Há quem diga que os homens têm de
sofrer pra ganharem um lugar eterno junto do “criador”. Ando pelas ruas e vejo
sofrimento por todos os lados. Um homem, mais novo do que eu, agarrado a uma
bengala, dá três passinhos, pára, tenta dar mais um passo, mas as pernas não
lhe obedecem e quase cai. Fico na dúvida se devo ajudá-lo ou não. Gostava de
ter o talento de escrita do meu amigo Balsa, ou o poder de síntese e de lógica
de outro meu amigo, Alves de Fraga, para descrever com um pouco menos de crueza
as situações que se me deparam. Eu, certamente por ser ateu, não sofro, não
procuro o tal lugar eterno. Mas o estranho é que não são só os humanos. Um
pombo quase não consegue levantar voo por deformação numa pata. Outro, deitado,
já não foge de coisa nenhuma e a cabeça vai-lhe pendendo com os olhos a
fecharem-se. Estará por pouco. Mais à frente uma senhora passeia um cão só com
três pernas. Um melro está morto e outro saltita à sua volta. Um coxo, com uma
perna esquelética à vista, pede esmola num sinal de trânsito. Pobre homem que
não consegue sequer arranjar jardins para ganhar o sustento. Uma cigana romena,
embrulhada em cobertores e xailes, sentada junto às escadas de um supermercado,
fala uma lengalenga imperceptível estendendo uma lata para as esmolas que
algumas almas condoídas sempre vão dando. A essa não dou nada e, se tivesse
poder para isso, recambiava-a para o seu país de origem. Não tem ainda 40 anos.
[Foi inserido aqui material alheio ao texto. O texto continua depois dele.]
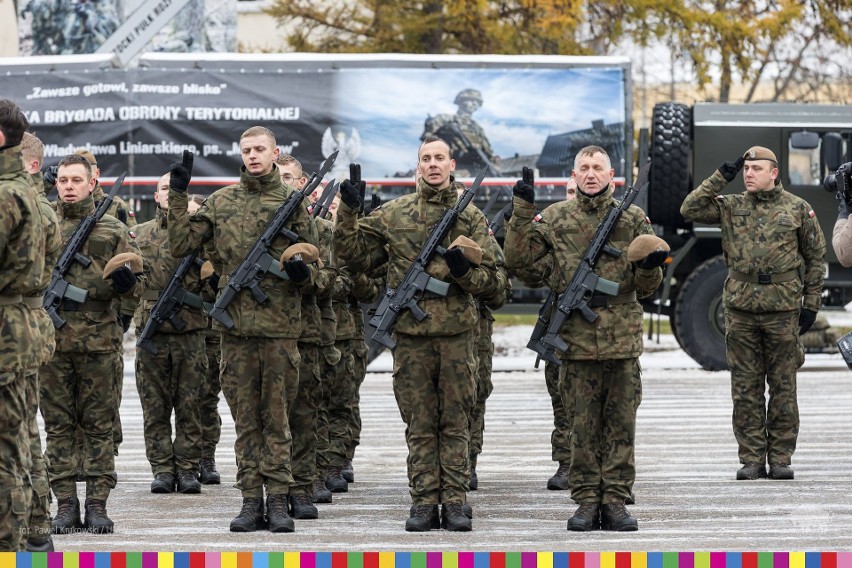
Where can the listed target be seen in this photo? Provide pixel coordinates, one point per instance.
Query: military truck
(686, 145)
Dá-me vontade de lhe pregar uma esfregona nas mãos e mandá-la lavar escadas
pois há muitas a precisarem de limpeza. Mas essa faz parte de uma máfia
familiar que se reveza e troca de lugares a miúde. Devem estar ricos. Para que
lhes servirá o dinheiro?
O sofrimento existe neste mundo e
não é sina de ninguém nem destino que está marcado. É assim porque fazemos
parte de um sistema não pensado, não ordenado e com um único destino. O fim.
Somos um produto da evolução animal e não perfeito. Não há uns “abençoados”! e
outros “demonizados”. Apenas vivemos e vamo-nos degradando até ao fim. Fim esse
que é igual para todas as coisas. Pena não nos transformarmos em diamantes.
Esses são eternos. Pelo menos até este nosso pobre astro rebentar.
Chego à minha rua, sento-me
dentro do meu BMW, ligo o rádio, meto um disco, e oiço Verdi e Mozart. Não
digo, mas penso: “Aqui está-se bem”.